Tutorial 3A: MRM workflow for document-based RAG systems

Overview

Organizations are increasingly deploying document-based RAG systems to answer domain-specific questions. These systems are common in banking, healthcare, law, telecom, and government, where they interpret regulatory and compliance documents such as legal acts, manuals, or policies.

However, RAG systems introduce risks such as,

Hallucinations: answers not grounded in the source text
Leakage of sensitive or personally identifiable information (PII) from unredacted documents
Adversarial or misleading prompts that trick the system
Bias and fairness issues in responses
Lack of robustness to typos or poorly phrased questions

The Model Risk Management (MRM) workflow in H2O Eval Studio is a structured process to evaluate, validate, and improve RAG systems that consists of 9 steps. It helps ensure that answers are reliable, compliant, safe, and auditable.

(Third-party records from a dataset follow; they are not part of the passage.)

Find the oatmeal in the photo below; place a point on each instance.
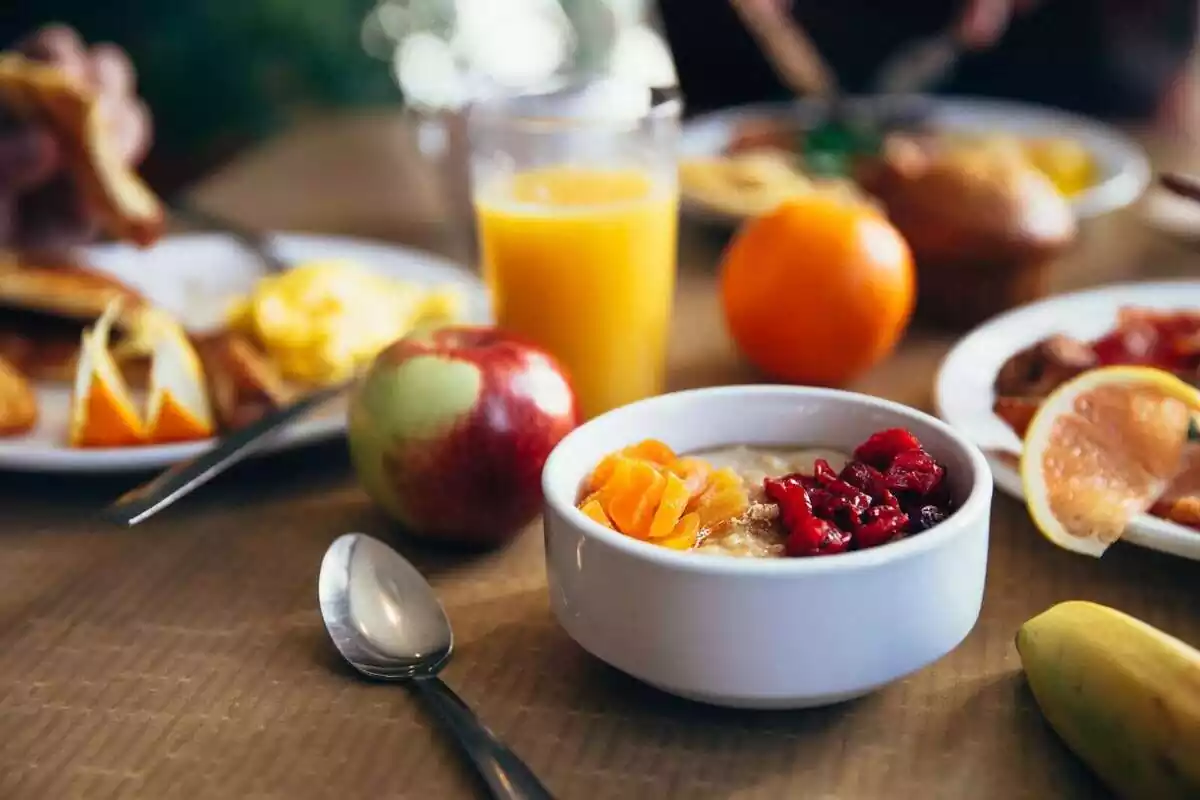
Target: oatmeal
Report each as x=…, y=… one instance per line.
x=751, y=501
x=757, y=533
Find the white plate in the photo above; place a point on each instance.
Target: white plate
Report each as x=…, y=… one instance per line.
x=1123, y=167
x=963, y=394
x=195, y=277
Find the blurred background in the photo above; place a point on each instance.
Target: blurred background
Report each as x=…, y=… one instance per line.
x=222, y=74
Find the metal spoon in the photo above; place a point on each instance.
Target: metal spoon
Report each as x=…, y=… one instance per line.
x=387, y=621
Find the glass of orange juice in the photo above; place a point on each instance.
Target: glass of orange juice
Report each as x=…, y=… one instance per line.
x=576, y=203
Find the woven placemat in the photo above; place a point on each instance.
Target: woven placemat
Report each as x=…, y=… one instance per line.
x=186, y=659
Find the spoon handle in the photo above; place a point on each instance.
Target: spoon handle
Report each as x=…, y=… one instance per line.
x=507, y=776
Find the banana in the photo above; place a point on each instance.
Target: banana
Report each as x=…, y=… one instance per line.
x=1122, y=695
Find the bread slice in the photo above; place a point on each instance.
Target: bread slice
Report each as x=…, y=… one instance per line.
x=127, y=208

In this tutorial, we explore each step of the MRM workflow in a generic way, using the Banking Act as an example.

Objectives

By the end of this tutorial, you will be able to:

Understand the purpose and scope of the H2O Eval Studio's MRM workflow for RAG.
Generate topics, questions, and expected answers for evaluation.
Apply automated and human-in-the-loop evaluations.
Detect weaknesses such as hallucinations, leakage, and adversarial sensitivity.
Use MRM workflow outputs (reports, guardrails) to improve your RAG system.

Prerequisites

To follow this tutorial, you’ll need:

The Banking Act document.
Access to H2O Eval Studio.
Basic understanding of RAG, LLMs and evaluation metrics

Step 1: Create a new workflow

Next, let's create a new MRM workflow for the banking act corpus.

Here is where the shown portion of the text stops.